Respecto a si la crisis ha afectado a las contribuciones, Crespo explica que la solidaridad individual apenas se ha resentido. "Catástrofes como el terremoto en Haití o las inundaciones en Pakistán han provocado respuestas de solidaridad sin precedentes. Las aportaciones regulares de nuestros socios se han mantenido prácticamente intactas y cada día más personas se suman a la causa de UNICEF como socios", asegura.
Por su parte, "las contribuciones de empresas se han mantenido en términos generales, pero experimentando cambios relevantes. La filantropía corporativa está dejando paso a fórmulas de colaboración más integrales, con implicación directa y activa de clientes y empleados".

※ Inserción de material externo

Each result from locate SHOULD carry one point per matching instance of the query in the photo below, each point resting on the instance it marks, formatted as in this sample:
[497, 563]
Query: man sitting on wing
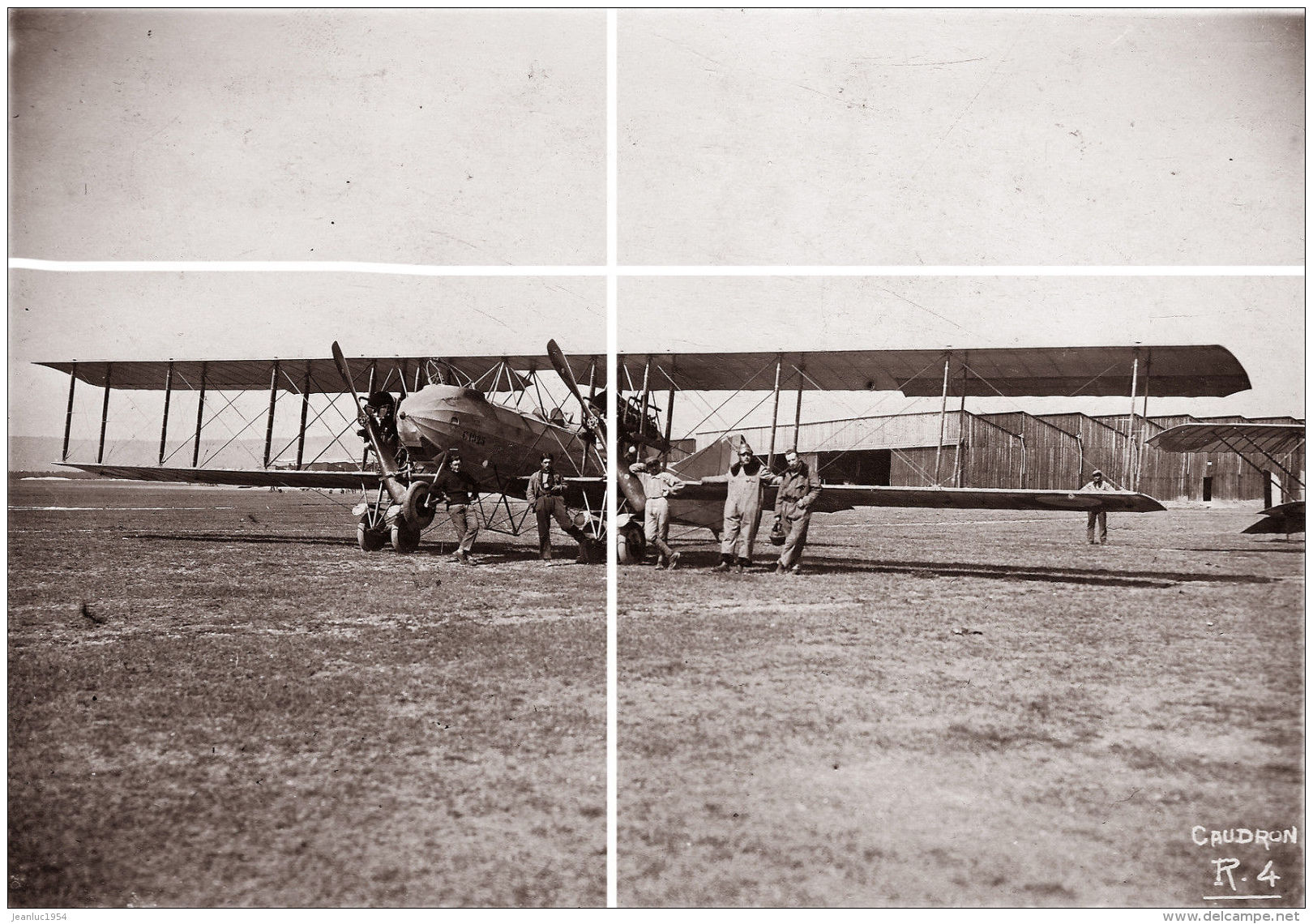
[460, 490]
[658, 485]
[545, 496]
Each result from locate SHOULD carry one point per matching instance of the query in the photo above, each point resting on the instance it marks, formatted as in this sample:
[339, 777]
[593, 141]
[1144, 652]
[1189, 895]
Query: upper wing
[281, 478]
[1266, 438]
[307, 375]
[1011, 372]
[847, 496]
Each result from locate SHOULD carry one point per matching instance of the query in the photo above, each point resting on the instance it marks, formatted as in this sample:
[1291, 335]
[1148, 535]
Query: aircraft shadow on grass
[823, 565]
[493, 553]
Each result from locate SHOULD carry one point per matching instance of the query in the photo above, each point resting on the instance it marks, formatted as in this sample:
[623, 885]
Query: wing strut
[69, 417]
[169, 396]
[268, 427]
[943, 417]
[775, 413]
[961, 419]
[200, 419]
[104, 413]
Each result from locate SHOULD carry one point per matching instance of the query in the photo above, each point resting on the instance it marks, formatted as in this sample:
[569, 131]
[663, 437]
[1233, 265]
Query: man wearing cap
[1098, 513]
[798, 490]
[658, 486]
[747, 479]
[460, 490]
[545, 495]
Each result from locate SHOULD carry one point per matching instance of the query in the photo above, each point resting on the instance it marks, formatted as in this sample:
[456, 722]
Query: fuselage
[495, 443]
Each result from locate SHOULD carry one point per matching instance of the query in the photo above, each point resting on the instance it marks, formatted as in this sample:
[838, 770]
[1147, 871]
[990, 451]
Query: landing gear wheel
[370, 540]
[415, 506]
[404, 538]
[631, 544]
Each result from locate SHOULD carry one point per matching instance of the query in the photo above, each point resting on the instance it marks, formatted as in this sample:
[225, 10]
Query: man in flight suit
[798, 490]
[747, 479]
[460, 490]
[1098, 515]
[545, 496]
[656, 486]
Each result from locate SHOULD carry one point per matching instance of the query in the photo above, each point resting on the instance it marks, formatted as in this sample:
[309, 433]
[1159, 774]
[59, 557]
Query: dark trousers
[465, 527]
[546, 508]
[794, 532]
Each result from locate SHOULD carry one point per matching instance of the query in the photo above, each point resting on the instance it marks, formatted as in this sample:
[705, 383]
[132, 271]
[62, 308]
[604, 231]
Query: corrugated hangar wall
[1023, 451]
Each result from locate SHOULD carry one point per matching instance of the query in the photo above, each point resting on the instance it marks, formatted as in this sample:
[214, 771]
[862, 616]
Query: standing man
[747, 479]
[545, 496]
[460, 490]
[1098, 513]
[656, 486]
[798, 490]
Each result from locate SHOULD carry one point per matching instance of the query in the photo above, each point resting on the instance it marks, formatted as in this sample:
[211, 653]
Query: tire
[415, 506]
[370, 540]
[404, 538]
[631, 544]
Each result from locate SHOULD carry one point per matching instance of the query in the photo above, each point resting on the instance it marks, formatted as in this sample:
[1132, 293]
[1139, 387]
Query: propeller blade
[387, 460]
[567, 373]
[344, 370]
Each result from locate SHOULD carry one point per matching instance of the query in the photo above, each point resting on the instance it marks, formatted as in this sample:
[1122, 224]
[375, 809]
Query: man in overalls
[746, 483]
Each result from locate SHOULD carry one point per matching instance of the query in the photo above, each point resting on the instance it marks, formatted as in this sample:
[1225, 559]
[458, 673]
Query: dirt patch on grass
[266, 716]
[981, 713]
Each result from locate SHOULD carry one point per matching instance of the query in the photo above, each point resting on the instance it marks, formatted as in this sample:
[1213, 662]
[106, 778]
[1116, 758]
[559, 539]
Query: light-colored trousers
[465, 524]
[656, 524]
[1101, 517]
[796, 523]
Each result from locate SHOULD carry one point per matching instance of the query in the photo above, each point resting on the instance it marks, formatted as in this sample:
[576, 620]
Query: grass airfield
[965, 709]
[256, 713]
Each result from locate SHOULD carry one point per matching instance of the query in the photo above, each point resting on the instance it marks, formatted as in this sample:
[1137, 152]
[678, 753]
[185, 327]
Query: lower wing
[580, 493]
[700, 503]
[254, 478]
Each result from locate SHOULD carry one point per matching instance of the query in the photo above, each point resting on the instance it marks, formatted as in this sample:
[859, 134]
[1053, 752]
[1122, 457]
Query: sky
[398, 137]
[961, 137]
[1260, 319]
[768, 137]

En su opinión, aunque la RSE "ya es algo presente en casi todas las grandes compañías, y se producen avances importantes, su implementación real es muy variada. Hay casos ejemplares en los que la Responsabilidad Social es nuclear y se le da un enfoque muy estratégico, pero hay otros casos en los que el enfoque es aún muy táctico, ligado a objetivos de comunicación pública".
"UNICEF es muy consciente del enorme potencial de las empresas para provocar cambios reales en las sociedades con las que interactúan. Cambios que no sólo afectarían a las condiciones de vida de la población en situación más vulnerable, sino que también garantizarían la sostenibilidad y el desarrollo de la actividad de negocio propia de la empresa".